Rodeo of the Soul II by Daniel W. Wright

Two years is a long eight seconds
Garden grows
Don’t ask the same question too many times
The rich get richer and the poor get prison
There's much more beyond the sea of reality
Ghosts of revolutionaries haunt
the silence of modern worlds

I don’t know what to do with a God
Take it away before it scares me
Winds rev themselves up
to be so cold they burn
Education leaves San Francisco
as starving artists
struggle through winter
without four walls
Buena Vista Park bohemians
ready to kill for an ounce

Early morning anxieties
remind you that being working class
these days
only means you’re poor
but don’t do meth
Don’t care about being rich
just don’t wanna be poor
Drinking in Whitman’s chair
underneath Brooklyn Bridge
Artistic entitlement
entangles half-wit writers
in their own mess
Last lessons to unlearn
Freedom isn’t always what you want

Mickey Mouse motorboats Marilyn Monroe
as Medusa Madonna eats McDonalds
Yin Yang Charlie Brown eats Chinese food and Donuts
Empty bottles are the church bells
of that which is unfulfilled
God points an American made gun
at Adam

Psychedelic tantrums no longer progressive
Sitar spangled banner
brings rain to wash reality
to cover the earth with new dew
Death masks lie in wait
within the eye of silence
Tree trunk coffin for lovers
Nothing closer to the spiritual plane
than music
pure and easy
Carve out a book and call it home
Those who look to the stars
are never alone

Too tight to incinerate
Mirror only reflects curves
Choir forsaken Christ mystic
lonely for the archetypal arch angels
to shape world
Kingdom defeats diffusion
speaks in riddles to communicate
Faces reflect in Rorschach slides
Closed eyes put head in the sand
Just be a big boy,
It’ll all be over soon

Face to face with dead eyes
on the battlefield
where the moon says
I love you
Exhausted dreams
lose place in countdowns
Kick the bottle
Watch it skid
Success has many fathers
but failure’s an orphan




About Daniel W. Wright:

Daniel W. Wright is a mid-western son who loves and loathes the red brick town that surrounds him.

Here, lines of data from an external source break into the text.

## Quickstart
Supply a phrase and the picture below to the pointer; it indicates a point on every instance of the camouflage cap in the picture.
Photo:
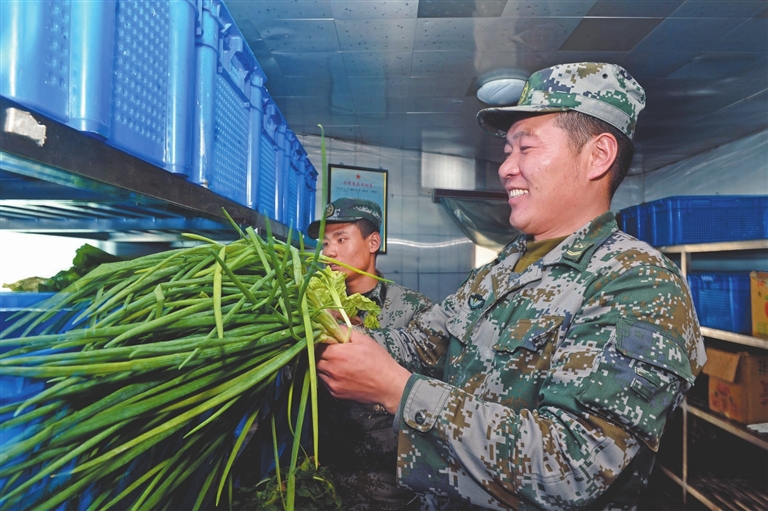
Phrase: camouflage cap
(605, 91)
(344, 210)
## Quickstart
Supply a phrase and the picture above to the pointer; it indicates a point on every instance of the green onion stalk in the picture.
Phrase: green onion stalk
(152, 373)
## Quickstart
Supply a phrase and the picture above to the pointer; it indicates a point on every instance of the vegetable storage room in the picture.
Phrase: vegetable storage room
(173, 178)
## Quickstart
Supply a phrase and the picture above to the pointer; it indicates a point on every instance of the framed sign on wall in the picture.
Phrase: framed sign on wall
(360, 183)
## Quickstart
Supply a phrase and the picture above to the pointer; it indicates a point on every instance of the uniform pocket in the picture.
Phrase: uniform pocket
(639, 380)
(530, 334)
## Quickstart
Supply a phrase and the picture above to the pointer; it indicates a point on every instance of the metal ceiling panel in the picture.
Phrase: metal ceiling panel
(379, 87)
(269, 11)
(455, 65)
(634, 9)
(750, 36)
(458, 34)
(374, 9)
(299, 35)
(461, 8)
(547, 8)
(357, 66)
(376, 34)
(609, 34)
(378, 63)
(695, 34)
(534, 34)
(719, 9)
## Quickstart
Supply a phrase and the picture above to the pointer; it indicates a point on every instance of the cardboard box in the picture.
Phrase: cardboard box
(758, 287)
(738, 385)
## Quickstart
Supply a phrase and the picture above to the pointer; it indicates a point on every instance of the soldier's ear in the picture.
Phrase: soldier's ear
(603, 150)
(374, 242)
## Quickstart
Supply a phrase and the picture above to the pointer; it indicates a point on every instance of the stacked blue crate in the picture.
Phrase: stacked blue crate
(172, 82)
(722, 300)
(267, 202)
(118, 70)
(229, 86)
(682, 220)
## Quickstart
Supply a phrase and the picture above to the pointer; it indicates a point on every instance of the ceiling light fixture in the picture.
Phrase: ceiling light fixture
(501, 88)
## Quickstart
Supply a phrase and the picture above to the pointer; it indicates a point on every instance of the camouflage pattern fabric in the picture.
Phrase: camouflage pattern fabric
(602, 90)
(356, 440)
(549, 388)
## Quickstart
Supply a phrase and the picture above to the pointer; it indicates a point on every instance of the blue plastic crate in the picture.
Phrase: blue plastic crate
(267, 192)
(709, 218)
(637, 221)
(308, 195)
(722, 300)
(119, 70)
(229, 90)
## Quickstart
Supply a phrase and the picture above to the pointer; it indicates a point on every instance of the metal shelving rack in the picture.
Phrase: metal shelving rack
(687, 409)
(66, 182)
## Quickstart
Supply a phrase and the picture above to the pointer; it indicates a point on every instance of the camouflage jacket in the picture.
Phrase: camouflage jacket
(356, 440)
(549, 388)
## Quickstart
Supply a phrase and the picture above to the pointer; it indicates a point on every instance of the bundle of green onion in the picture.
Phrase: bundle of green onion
(167, 363)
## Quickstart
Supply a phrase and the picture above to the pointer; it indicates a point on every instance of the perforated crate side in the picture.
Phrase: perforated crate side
(119, 70)
(722, 300)
(708, 219)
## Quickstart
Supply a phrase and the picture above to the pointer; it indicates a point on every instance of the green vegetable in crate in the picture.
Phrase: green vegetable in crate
(87, 257)
(171, 360)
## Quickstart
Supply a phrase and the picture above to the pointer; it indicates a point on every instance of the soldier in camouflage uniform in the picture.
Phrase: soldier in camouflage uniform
(546, 380)
(356, 440)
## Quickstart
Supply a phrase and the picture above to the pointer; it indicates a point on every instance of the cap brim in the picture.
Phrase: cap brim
(497, 121)
(313, 231)
(314, 228)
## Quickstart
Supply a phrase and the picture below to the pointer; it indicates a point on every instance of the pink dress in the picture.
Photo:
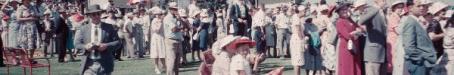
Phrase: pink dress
(393, 22)
(349, 63)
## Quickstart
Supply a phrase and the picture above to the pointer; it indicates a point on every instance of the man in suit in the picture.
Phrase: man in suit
(173, 38)
(100, 40)
(419, 51)
(375, 25)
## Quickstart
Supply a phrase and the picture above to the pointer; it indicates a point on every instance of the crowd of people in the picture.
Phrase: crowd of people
(233, 37)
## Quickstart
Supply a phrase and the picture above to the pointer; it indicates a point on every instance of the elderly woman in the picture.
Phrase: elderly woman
(156, 47)
(223, 51)
(26, 18)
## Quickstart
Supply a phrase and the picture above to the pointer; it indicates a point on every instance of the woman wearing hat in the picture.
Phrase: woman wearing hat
(448, 44)
(328, 43)
(28, 33)
(157, 51)
(223, 51)
(349, 60)
(394, 16)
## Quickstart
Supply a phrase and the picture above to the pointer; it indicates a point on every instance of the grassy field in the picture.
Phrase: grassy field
(136, 67)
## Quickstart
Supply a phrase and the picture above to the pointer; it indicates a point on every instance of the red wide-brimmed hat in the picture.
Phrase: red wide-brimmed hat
(240, 41)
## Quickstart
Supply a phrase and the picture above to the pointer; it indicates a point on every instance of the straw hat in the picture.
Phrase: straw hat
(437, 7)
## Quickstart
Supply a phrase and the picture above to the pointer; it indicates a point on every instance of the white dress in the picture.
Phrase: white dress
(297, 43)
(157, 49)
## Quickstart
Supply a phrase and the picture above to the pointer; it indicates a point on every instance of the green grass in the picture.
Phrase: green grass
(136, 67)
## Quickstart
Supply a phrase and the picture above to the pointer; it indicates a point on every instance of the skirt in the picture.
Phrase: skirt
(28, 36)
(312, 59)
(297, 51)
(157, 47)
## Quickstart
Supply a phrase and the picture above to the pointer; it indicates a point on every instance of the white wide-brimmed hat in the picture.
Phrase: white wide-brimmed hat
(437, 7)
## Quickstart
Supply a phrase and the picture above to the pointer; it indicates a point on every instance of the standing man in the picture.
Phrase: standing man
(373, 19)
(282, 31)
(172, 38)
(237, 15)
(420, 53)
(100, 40)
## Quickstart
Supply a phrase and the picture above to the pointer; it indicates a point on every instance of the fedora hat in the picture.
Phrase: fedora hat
(93, 9)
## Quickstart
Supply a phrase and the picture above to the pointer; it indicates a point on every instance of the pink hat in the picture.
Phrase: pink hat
(240, 41)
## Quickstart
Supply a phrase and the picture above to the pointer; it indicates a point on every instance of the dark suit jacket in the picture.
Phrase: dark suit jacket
(110, 37)
(374, 19)
(417, 43)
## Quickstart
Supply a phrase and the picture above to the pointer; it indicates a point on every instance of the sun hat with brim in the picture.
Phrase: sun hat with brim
(240, 41)
(437, 7)
(93, 9)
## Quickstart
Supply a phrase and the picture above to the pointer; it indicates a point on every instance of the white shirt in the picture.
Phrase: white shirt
(239, 62)
(282, 21)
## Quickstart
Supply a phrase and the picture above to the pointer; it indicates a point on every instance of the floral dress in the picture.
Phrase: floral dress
(28, 31)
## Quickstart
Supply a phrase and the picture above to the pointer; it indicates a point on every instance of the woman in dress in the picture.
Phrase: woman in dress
(156, 47)
(396, 13)
(28, 32)
(12, 27)
(297, 41)
(349, 62)
(328, 48)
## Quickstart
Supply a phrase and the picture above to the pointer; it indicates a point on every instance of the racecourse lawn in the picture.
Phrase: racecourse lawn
(136, 67)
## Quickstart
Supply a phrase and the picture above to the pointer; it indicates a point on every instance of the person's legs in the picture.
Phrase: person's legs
(279, 42)
(172, 56)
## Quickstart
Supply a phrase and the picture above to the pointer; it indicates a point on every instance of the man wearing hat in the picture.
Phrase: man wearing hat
(375, 49)
(419, 51)
(100, 40)
(237, 15)
(173, 38)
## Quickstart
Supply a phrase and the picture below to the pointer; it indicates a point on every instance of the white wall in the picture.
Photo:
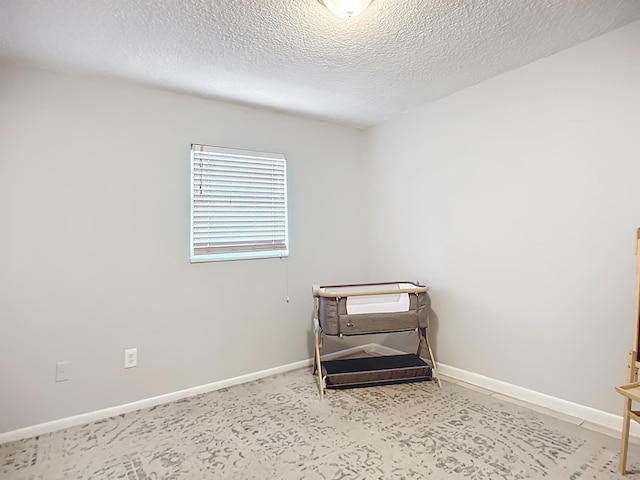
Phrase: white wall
(94, 244)
(517, 200)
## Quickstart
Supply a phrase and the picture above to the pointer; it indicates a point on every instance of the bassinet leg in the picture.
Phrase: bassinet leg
(424, 339)
(317, 364)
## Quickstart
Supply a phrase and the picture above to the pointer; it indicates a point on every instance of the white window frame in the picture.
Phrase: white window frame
(229, 172)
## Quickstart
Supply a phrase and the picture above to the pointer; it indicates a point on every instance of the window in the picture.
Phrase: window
(238, 204)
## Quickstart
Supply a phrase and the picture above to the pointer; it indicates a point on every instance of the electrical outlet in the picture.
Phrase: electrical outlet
(130, 357)
(62, 371)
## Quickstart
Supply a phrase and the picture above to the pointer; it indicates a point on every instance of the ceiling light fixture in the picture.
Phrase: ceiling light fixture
(346, 8)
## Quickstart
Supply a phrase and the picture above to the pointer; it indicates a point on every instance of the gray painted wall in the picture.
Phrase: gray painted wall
(517, 201)
(94, 244)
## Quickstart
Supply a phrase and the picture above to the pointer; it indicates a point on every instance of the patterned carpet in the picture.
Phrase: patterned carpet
(277, 428)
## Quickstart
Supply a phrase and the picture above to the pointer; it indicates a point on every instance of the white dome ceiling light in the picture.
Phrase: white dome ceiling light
(346, 8)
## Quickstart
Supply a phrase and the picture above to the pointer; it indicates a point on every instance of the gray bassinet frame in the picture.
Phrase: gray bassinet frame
(331, 317)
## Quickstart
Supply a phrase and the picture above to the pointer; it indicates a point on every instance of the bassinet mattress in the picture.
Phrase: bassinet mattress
(372, 308)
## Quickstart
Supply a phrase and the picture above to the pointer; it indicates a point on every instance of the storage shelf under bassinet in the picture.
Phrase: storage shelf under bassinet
(373, 371)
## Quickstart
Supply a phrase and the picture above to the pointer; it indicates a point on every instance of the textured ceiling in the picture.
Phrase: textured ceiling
(295, 56)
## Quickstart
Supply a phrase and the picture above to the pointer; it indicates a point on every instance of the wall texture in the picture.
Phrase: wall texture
(517, 200)
(94, 244)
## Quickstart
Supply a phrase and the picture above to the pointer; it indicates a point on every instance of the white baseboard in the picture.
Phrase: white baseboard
(598, 417)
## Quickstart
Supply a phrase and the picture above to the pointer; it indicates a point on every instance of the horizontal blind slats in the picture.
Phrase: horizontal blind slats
(238, 202)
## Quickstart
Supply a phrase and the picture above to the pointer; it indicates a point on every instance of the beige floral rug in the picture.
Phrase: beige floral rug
(277, 428)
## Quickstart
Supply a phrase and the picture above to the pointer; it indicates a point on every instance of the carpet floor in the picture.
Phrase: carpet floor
(277, 428)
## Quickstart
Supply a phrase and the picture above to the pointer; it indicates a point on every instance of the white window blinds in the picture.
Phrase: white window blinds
(238, 204)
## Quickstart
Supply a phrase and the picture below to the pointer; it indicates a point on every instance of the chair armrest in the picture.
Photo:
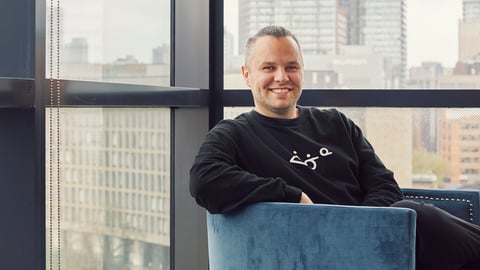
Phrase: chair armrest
(276, 236)
(464, 204)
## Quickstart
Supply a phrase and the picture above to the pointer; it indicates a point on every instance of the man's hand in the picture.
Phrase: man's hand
(305, 199)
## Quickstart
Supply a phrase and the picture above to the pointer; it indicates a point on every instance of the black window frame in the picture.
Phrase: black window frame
(196, 99)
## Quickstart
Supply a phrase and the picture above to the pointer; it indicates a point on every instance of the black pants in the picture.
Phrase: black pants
(443, 240)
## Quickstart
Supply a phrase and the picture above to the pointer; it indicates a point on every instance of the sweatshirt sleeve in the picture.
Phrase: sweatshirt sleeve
(218, 183)
(377, 182)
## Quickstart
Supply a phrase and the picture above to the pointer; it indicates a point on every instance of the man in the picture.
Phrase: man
(283, 152)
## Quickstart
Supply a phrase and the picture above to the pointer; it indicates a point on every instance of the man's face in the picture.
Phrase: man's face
(274, 72)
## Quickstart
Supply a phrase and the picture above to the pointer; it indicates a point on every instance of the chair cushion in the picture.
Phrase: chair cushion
(276, 236)
(461, 203)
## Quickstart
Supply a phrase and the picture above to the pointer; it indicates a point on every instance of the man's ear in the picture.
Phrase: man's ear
(245, 75)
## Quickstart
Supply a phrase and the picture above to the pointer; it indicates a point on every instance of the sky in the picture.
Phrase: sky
(432, 29)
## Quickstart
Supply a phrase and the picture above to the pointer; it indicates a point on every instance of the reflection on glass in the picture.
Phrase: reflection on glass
(114, 170)
(364, 44)
(112, 41)
(425, 147)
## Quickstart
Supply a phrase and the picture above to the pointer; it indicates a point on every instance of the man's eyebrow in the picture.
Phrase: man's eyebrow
(267, 63)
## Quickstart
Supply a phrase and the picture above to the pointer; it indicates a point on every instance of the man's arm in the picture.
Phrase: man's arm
(220, 185)
(378, 183)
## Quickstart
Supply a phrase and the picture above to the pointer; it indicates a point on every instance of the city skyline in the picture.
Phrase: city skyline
(417, 41)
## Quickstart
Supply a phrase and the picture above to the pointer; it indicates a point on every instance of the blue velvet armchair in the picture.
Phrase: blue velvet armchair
(277, 236)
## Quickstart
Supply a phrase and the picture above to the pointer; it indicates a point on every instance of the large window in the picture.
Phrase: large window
(383, 46)
(111, 41)
(108, 170)
(357, 44)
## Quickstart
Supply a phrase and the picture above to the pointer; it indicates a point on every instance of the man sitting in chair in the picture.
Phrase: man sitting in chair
(283, 152)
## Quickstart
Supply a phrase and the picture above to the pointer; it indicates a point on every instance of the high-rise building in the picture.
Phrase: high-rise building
(471, 10)
(469, 39)
(76, 51)
(320, 26)
(460, 145)
(115, 169)
(323, 26)
(382, 25)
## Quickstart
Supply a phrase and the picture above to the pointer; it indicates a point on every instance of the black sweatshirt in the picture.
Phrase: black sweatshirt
(254, 158)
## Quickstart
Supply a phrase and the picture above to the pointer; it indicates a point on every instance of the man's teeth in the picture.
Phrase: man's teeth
(280, 91)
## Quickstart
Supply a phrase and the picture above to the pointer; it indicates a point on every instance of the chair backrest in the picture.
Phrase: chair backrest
(283, 236)
(464, 204)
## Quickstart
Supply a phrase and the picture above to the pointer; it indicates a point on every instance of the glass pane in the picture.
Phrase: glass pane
(110, 41)
(424, 147)
(113, 205)
(366, 44)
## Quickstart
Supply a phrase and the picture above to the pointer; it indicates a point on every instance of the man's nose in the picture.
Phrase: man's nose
(281, 75)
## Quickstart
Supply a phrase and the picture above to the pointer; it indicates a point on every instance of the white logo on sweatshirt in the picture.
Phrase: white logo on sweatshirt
(310, 161)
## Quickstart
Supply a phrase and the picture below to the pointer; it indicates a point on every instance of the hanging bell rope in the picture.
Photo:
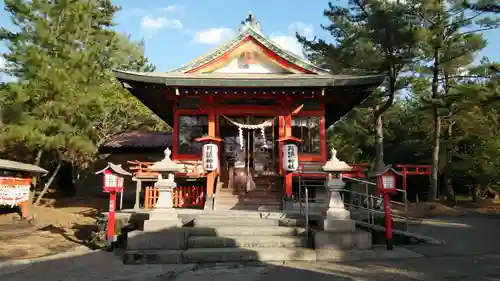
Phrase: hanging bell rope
(262, 126)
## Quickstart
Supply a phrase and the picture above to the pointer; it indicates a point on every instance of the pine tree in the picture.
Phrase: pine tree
(449, 36)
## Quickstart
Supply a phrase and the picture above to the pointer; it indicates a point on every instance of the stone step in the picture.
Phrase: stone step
(202, 255)
(247, 221)
(254, 193)
(210, 255)
(207, 222)
(252, 214)
(248, 242)
(256, 200)
(223, 231)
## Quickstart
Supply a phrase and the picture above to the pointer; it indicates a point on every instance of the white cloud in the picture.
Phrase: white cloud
(213, 35)
(155, 23)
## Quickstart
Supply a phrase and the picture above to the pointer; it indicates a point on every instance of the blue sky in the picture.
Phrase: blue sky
(176, 32)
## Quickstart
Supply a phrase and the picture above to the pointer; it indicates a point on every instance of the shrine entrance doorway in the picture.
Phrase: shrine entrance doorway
(249, 150)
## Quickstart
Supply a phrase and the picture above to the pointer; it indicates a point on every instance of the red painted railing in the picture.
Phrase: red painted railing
(182, 197)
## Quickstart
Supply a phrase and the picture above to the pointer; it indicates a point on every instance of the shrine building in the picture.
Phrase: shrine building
(251, 100)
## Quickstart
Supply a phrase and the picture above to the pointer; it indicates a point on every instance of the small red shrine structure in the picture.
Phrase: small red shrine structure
(250, 98)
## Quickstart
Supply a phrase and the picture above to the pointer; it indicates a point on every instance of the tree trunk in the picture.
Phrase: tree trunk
(48, 183)
(379, 140)
(437, 129)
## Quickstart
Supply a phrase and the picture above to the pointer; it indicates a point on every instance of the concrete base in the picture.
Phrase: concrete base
(339, 225)
(161, 219)
(360, 240)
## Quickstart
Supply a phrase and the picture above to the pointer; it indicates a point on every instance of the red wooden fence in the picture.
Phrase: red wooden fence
(182, 196)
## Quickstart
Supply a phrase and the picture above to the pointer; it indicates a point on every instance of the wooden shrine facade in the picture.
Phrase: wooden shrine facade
(250, 98)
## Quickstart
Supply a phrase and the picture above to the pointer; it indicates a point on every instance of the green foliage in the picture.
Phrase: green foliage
(66, 100)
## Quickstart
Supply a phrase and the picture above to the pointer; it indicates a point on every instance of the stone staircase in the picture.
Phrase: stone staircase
(265, 197)
(231, 238)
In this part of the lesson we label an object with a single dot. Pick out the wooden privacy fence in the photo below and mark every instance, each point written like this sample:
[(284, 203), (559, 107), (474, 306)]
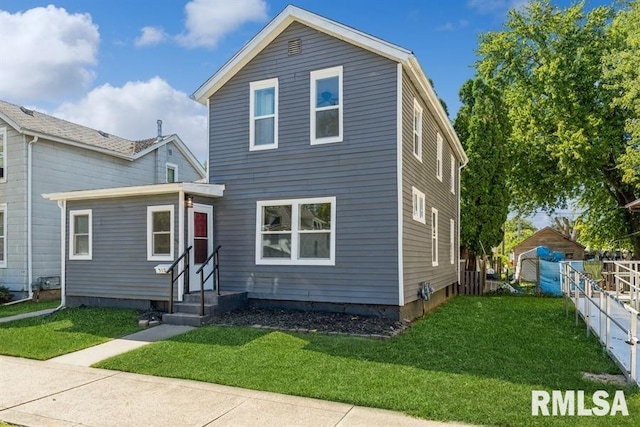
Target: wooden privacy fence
[(471, 283)]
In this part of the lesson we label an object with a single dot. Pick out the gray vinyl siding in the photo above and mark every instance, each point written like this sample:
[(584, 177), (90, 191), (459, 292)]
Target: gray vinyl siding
[(360, 172), (13, 192), (119, 266), (417, 252)]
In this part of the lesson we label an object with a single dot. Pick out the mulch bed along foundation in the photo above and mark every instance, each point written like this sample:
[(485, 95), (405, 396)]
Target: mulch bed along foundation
[(312, 322)]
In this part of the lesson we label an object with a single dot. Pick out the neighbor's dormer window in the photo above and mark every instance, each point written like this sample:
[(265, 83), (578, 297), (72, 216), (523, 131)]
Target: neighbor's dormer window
[(326, 106), (263, 120)]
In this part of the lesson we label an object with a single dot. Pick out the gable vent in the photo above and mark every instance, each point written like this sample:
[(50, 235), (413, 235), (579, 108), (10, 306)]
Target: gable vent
[(27, 111), (295, 47)]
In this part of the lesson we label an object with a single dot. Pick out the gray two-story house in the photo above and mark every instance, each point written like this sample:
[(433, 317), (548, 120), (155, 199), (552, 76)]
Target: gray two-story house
[(333, 185), (43, 154), (341, 171)]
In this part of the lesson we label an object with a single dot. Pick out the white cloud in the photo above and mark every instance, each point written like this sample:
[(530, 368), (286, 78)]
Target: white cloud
[(46, 52), (210, 20), (131, 112), (151, 36)]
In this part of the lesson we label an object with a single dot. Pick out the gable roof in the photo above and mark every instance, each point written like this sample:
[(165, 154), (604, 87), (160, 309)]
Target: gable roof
[(37, 124), (350, 35), (546, 230)]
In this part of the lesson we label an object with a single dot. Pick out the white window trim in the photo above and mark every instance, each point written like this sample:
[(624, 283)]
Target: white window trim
[(175, 172), (72, 240), (453, 174), (452, 241), (3, 142), (439, 156), (150, 211), (295, 206), (417, 109), (418, 204), (434, 237), (3, 209), (253, 87), (322, 74)]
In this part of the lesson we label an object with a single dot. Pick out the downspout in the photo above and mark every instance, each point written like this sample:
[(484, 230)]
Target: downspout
[(181, 245), (63, 233), (30, 217)]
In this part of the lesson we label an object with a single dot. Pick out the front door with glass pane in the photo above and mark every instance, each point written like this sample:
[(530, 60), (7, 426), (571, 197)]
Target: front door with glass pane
[(200, 238)]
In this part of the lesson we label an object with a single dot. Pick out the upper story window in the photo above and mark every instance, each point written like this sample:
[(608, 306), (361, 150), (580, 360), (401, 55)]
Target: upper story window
[(326, 105), (453, 174), (417, 130), (263, 121), (434, 237), (3, 235), (418, 205), (160, 233), (439, 156), (172, 172), (3, 154), (80, 234), (299, 231)]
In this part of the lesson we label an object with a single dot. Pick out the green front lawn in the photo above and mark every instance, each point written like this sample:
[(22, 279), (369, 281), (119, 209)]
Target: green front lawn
[(26, 307), (65, 331), (475, 360)]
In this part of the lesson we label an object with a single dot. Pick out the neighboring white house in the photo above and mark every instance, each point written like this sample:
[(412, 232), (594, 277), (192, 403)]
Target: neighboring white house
[(43, 154)]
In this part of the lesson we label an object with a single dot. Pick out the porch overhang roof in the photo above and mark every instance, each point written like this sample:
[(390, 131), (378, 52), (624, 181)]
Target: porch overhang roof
[(191, 188)]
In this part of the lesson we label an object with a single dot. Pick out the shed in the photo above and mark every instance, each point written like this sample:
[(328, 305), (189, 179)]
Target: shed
[(554, 240)]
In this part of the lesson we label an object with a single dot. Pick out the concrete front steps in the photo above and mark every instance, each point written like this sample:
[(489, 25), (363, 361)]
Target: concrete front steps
[(187, 312)]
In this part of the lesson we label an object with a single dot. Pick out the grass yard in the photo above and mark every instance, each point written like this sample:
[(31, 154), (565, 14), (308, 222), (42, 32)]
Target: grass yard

A poet of the no collar work force, Wright’s work has appeared in the Gasconade Review, Bad Jacket, Acid Kat, Crappy Hour, Eleven, and The Rye Whiskey Review. His previous works include Rodeo of the Soul, The Death of the Ladies Man, Small Town Blues: Early Lyrics and Poems, Portrait, Murder City Special, and Working Bohemian’s Blues. Wright currently lives in St. Louis, where you can usually find him in a bar or a bookstore.